With that in mind should I give Inland Empire a miss?

This was the list my English (critical thinking w/lit) professor concocted for us all to pick a film from and do a presentation on it. I picked Inland Empire.

R8 my professor's taste in film.

I watched this yesterday desu. I don't know why but I cried during the ending, I had no idea what was going on but I loved it

The Elephant Man and The Straight Story don't do that at all.

Eraserhead doesn't have any "reality" to begin with, and I didn't get any real fantasy elements in Blue Velvet.

The blurring of fantasy and reality really present in Wild at Heart, Twin Peaks, Lost Highway, Mulholland Drive, and Inland Empire.

>no fantasy elements in blue velvet
maybe you should watch it again.

If you couldn't get through eraserhead there's no way in hell you can get into inland empire. Eraserhead is entry level honestly.

I know you'd get to love it you gave it a chance now.

Better than I expected.

out of all of those great films you picked this shit? lol

I think Wild At Heart is pretty much meant to be taken at face value, too. His last 3 films are all about internal character development, learning about the protagonist through their subjective dreams, memories & fantasies rather than just "objective" plot events.

Wild at Heart is just his attempt at a wacky road movie. I think it's all meant to be "really happening." Except maybe the vision of the fairy at the end, but I think Nic Cage is supposed to be kinda concussed from his beating when he sees that.

BRUTAL FUCKING MURDER

What are some of the ones you reccomend? I'm going to watch a lot of them but which should I pick first? I was thinking the Lars Von Trier films.

i would have either went with Haneke's "Cache" or Kubrick's "Eyes Wide Shut"

if you want Von Trier, then i'd go with Melancholia.

*blocks your path

...

Pretty damn good, wish I had a professor like this.

I imagine Cache is very easy to write about due to its layered themes

He really is a true patrician.
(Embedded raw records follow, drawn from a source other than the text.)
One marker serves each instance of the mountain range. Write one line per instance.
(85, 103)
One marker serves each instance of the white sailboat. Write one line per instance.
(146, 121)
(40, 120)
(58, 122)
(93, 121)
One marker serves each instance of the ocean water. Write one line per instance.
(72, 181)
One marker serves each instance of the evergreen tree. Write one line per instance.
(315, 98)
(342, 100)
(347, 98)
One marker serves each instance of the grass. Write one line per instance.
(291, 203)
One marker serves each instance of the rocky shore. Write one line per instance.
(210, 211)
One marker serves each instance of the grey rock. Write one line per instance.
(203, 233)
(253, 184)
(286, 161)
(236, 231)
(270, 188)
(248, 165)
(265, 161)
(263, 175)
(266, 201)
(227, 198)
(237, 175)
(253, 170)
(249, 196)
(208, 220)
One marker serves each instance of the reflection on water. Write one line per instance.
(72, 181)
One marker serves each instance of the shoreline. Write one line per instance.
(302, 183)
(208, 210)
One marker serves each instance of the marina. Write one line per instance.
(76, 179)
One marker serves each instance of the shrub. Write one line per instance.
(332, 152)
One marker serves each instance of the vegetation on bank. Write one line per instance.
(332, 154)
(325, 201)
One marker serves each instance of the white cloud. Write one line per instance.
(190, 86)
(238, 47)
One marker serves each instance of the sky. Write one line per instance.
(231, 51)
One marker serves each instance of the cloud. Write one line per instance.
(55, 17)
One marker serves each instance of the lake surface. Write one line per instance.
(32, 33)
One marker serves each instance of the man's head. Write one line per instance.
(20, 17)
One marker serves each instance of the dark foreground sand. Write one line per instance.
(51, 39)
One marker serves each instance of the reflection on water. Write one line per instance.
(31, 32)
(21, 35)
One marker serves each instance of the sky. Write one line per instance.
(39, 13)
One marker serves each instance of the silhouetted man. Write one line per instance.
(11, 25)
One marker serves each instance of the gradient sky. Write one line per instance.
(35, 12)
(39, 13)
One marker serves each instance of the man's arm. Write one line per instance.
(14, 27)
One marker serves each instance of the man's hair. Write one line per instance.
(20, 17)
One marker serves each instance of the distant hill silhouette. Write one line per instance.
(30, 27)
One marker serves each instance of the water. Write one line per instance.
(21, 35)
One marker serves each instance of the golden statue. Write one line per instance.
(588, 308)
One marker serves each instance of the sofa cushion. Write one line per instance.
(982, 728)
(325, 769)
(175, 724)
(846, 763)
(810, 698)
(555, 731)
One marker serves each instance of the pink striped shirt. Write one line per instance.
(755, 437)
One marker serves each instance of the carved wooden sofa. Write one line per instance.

He always cuts class short so he can go home and play Zelda.

Tbqhwy Inland Empire is probably one of the hardest picks from that whole list because it's so much about the personal experience and no scene has a singular universal answer to it, Lynch hates symbolism.
I would pick something more literal like Funny Games, but your professor should respect your attempt alone.
Just don't talk stuff like "This scene represented this, the ending means that" because there is no universal answer to those questions in Inland Empire.

I already did my presentation. He even told me ahead of time that I shouldn't try to understand the film. Just talk about how it made me feel. He also likes to talk about post modernism and how it blurs the lines of fact and fiction so I related I.E. to postmodernism during my presentation.

The deleted scenes make the entire premise of the film painfully transparent. Are you allowed to talk about deleted scenes in an analytical essay?
When I was at school we read books on science instead of watching movies.

Well it's a college level English class. The whole point of the class is to make read or watch something, think deeply about it, then write about it. We mostly have been using literature and poetry but the same can be done with films as well.

Hey! Look at me and tell me if you've known me before.

>Yes, we will do that.

That always pops up in my head randomly.

Does anybody understand the connection with Poland and why Poland was so significant in this film?

Wew lads. Mind if I join?

Try Mulholland Drive.
If you can't enjoy that, you can't enjoy Lynch.

It's very different from Eraserhead, and much more driving and thrilling.